Trois conditions doivent être remplies pour que ces titres ne soient pas considérés comme des placements financiers :
● Le patrimoine de la société qui a émis les titres doit être principalement immobilier. Les trois catégories de biens pouvant être pris en compte pour apprécier la composition de ce patrimoine sont les immeubles bâtis ou non bâtis, les droits réels immobiliers portant sur de tels biens (usufruit, bail à construction…) ou les titres de sociétés elles-mêmes à prépondérance immobilière. La prépondérance immobilière est par la suite constatée si la valeur de ces biens situés en France (1) représente plus de 50 % de la valeur de l’actif social situé en France.
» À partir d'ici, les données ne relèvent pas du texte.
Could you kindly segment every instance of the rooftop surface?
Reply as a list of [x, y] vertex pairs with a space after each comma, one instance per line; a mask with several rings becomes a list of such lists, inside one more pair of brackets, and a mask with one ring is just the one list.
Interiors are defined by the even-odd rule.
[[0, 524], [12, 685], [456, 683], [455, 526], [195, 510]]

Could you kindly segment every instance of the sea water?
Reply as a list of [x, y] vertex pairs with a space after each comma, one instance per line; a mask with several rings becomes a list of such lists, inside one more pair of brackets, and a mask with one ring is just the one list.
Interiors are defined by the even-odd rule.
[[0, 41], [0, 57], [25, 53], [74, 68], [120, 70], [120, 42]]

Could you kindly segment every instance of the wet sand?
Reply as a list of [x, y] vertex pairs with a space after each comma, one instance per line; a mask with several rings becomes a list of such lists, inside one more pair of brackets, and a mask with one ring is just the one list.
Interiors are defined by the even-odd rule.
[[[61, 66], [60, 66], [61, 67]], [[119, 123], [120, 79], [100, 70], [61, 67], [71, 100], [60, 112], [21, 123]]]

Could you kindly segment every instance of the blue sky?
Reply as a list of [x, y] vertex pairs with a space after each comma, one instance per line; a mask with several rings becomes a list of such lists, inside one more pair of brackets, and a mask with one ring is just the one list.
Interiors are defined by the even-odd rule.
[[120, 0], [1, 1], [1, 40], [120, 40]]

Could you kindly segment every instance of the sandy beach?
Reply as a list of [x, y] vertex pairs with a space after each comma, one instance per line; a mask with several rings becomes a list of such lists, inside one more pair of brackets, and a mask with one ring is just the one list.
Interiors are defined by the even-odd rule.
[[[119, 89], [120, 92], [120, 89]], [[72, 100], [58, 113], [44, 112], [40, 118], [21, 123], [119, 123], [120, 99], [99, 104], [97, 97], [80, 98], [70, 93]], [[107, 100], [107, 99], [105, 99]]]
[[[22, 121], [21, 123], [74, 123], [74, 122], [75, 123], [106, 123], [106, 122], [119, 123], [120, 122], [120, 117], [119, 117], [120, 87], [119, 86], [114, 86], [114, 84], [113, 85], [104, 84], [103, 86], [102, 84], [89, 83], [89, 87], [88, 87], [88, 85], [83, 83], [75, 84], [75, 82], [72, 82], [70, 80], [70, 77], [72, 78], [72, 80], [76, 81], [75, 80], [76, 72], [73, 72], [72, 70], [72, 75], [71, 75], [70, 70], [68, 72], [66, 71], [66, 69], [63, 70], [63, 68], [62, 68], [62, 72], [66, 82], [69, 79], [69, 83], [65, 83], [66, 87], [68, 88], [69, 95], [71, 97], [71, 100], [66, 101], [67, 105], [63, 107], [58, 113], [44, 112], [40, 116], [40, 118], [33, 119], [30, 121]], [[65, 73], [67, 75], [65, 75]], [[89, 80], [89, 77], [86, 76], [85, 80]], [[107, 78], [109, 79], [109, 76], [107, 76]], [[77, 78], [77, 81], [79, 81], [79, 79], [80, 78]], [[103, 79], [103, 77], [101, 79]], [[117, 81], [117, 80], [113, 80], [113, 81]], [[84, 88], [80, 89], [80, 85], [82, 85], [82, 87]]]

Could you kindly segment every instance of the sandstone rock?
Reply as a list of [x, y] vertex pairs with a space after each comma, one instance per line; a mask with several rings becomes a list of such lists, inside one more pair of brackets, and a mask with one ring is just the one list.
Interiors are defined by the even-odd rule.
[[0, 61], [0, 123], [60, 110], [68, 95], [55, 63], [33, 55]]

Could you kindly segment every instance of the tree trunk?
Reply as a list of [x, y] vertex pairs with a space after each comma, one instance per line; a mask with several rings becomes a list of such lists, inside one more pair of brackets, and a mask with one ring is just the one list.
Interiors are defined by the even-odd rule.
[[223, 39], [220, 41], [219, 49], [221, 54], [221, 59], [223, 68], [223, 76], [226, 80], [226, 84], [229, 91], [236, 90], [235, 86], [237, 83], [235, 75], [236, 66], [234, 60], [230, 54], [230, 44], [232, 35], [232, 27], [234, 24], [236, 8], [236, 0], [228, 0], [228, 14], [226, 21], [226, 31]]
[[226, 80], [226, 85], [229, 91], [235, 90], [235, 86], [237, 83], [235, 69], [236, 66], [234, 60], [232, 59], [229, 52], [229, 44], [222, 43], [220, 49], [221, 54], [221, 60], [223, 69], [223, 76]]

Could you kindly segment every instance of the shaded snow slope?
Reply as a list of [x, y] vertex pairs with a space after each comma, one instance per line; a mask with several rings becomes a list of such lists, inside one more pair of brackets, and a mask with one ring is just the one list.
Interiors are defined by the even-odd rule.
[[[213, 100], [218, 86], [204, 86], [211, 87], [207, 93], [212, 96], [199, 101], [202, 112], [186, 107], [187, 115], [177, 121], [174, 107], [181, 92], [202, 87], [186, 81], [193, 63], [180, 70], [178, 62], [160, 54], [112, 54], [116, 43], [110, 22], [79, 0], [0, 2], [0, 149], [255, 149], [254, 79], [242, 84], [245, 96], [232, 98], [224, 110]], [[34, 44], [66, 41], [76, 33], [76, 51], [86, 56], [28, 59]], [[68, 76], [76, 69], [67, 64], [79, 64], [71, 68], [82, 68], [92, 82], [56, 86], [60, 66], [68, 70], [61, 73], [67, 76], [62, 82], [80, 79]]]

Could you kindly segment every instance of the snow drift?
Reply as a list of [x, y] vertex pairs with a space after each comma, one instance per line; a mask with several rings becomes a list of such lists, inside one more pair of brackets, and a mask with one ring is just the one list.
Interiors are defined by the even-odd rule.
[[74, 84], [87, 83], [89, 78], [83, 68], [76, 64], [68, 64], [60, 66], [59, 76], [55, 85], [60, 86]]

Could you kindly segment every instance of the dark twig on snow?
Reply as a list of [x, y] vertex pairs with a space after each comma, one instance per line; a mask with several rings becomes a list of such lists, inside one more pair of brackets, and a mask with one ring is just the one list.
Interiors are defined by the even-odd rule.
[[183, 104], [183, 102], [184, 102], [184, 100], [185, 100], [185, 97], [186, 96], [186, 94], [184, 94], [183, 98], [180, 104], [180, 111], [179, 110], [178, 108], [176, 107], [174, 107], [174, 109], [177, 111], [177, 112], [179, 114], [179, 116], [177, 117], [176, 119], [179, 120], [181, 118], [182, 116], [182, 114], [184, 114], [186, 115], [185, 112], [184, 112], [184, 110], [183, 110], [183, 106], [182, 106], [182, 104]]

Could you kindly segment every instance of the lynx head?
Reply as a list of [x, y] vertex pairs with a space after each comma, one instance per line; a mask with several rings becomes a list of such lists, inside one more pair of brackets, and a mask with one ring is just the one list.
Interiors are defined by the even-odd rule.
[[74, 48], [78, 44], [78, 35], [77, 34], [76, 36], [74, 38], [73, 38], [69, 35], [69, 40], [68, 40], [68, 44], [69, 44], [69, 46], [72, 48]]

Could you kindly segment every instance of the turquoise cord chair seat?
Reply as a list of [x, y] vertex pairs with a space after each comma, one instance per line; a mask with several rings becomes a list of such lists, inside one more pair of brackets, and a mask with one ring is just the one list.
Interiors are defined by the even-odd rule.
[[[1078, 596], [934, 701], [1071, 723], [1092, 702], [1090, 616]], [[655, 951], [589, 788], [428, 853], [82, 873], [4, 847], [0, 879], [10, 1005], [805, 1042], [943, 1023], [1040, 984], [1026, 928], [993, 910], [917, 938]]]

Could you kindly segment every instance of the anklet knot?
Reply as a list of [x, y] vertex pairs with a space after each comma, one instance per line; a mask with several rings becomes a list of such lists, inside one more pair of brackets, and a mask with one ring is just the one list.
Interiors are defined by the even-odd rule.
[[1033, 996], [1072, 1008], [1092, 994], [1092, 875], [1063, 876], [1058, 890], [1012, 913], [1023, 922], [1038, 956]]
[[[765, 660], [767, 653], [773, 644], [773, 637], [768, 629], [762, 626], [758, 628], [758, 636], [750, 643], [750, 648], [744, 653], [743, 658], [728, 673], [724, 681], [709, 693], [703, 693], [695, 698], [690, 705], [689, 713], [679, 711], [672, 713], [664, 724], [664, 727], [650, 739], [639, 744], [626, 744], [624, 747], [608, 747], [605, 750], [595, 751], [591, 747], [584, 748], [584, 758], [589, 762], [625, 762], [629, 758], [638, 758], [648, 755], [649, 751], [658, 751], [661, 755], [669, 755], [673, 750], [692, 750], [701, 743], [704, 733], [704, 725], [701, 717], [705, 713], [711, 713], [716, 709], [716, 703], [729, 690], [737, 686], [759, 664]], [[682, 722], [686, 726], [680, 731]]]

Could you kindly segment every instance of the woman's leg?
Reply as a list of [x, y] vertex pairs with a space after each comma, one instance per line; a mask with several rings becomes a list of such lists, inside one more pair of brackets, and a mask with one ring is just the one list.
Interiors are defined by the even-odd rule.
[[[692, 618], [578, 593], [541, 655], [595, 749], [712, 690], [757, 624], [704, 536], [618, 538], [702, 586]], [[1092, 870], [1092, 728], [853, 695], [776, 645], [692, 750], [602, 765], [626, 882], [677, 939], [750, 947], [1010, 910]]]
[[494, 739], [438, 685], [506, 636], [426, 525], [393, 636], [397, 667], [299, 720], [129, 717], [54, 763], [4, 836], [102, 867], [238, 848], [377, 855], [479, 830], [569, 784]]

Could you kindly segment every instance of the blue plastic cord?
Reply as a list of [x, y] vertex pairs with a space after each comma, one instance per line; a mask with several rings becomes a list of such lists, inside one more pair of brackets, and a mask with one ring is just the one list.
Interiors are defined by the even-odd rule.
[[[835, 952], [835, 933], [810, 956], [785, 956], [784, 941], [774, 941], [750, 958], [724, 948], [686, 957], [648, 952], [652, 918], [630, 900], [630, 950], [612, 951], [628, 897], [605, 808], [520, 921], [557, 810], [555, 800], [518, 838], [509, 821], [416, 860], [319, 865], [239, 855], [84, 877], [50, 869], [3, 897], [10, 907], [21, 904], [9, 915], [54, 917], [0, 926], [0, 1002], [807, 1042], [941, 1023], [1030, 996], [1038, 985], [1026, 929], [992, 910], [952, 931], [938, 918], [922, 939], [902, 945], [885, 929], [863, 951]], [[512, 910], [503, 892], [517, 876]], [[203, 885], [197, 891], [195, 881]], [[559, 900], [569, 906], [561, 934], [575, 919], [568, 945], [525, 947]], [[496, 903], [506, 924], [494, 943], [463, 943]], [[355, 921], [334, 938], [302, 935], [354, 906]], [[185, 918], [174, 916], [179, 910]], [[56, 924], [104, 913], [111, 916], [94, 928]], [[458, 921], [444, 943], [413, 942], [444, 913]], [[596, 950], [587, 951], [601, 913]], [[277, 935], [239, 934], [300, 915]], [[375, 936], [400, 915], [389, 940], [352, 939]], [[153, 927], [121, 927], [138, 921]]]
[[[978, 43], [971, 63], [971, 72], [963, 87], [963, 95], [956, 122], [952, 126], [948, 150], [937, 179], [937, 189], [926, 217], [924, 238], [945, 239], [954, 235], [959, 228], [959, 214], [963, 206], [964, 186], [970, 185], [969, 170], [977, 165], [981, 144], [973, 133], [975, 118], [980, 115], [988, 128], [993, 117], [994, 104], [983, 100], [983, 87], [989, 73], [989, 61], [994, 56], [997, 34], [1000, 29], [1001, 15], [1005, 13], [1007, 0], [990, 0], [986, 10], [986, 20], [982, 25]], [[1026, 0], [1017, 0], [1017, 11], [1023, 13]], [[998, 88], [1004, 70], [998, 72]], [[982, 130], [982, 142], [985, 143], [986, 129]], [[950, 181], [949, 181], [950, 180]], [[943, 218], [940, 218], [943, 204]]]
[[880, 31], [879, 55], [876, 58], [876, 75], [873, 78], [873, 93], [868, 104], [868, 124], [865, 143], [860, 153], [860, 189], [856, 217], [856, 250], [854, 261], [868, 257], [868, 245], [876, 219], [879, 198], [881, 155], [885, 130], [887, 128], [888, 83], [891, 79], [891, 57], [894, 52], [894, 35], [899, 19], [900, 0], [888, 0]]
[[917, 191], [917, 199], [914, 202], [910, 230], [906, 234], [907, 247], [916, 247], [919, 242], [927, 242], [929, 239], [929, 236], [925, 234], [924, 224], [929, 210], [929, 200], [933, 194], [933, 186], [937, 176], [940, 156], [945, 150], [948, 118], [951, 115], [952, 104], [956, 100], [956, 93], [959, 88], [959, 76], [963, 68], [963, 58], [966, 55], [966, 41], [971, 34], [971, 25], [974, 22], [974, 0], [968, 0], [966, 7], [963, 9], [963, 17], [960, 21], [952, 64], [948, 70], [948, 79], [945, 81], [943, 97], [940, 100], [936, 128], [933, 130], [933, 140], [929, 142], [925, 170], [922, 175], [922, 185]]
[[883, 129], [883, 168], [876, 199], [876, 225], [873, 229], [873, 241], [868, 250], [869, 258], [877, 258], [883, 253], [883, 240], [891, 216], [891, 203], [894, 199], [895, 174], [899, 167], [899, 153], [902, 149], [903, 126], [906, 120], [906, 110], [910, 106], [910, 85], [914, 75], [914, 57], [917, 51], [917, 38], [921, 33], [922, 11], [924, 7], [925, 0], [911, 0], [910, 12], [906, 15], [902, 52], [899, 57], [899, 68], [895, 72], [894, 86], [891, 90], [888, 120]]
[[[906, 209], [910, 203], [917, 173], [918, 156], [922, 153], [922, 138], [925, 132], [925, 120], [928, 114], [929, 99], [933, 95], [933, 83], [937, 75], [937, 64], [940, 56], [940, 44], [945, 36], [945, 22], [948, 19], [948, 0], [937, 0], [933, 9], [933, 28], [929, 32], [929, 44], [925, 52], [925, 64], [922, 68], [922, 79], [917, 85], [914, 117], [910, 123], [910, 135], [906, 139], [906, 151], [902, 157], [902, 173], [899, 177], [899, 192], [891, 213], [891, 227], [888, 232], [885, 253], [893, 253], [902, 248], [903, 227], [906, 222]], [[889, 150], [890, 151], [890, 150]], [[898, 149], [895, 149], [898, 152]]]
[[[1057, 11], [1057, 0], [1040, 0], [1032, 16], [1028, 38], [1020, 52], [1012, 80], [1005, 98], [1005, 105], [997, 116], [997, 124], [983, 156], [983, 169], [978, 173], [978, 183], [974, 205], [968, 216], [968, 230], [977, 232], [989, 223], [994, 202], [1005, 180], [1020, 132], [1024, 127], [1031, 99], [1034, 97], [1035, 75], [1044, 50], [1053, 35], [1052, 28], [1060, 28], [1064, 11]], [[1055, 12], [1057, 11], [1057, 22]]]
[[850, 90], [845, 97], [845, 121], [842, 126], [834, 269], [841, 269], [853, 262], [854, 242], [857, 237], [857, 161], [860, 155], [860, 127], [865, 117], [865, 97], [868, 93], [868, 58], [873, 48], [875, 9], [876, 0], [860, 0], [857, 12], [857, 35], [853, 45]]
● Les titres ne doivent pas être admis aux négociations sur un marché réglementé français ou étranger. Une exception s’applique néanmoins aux titres des SICOMI qui sont considérés comme des placements financiers, que la société soit cotée ou non, afin de ne pas introduire de distorsion de concurrence à l’intérieur de cette catégorie.
● Les actions et les parts sont détenues par des redevables de l’ISF qui n’ont pas leur domicile fiscal en France.
(1) Autres que les immeubles affectés par la société à sa propre exploitation industrielle, commerciale industrielle, commerciale, agricole ou non commerciale.
Les actions et parts répondant à ces trois conditions sont alors imposées à proportion de la valeur des biens immobiliers situés en France par rapport à l’actif total de la société en France et à l’étranger.
Par exemple, une société dispose d’un actif social d’une valeur totale de 100 répartie comme suit :
_____________Actifs français_______Actifs étrangers___________Total
Immobilier 30 10 40
Mobilier 10 50 60
Total 40 60 100
Cette société sera considérée comme une société à prépondérance immobilière car son patrimoine immobilier situé en France représente 75 % de son actif social situé en France et ce, alors même que son patrimoine total n’est pas principalement composé de biens immobiliers.
Si la valeur d’une part de cette société est de 10, seule une valeur de 3 sera imposée au titre de l’ISF puisque l’actif immobilier sis en France ne représente que 30 % de l’actif total de la société.
3– Les pratiques d’optimisation
Les parts de sociétés à prépondérance immobilière ainsi définies sont soumises à l’ISF pour leur valeur vénale qui est obtenue en divisant l’actif net comptable par le nombre de parts.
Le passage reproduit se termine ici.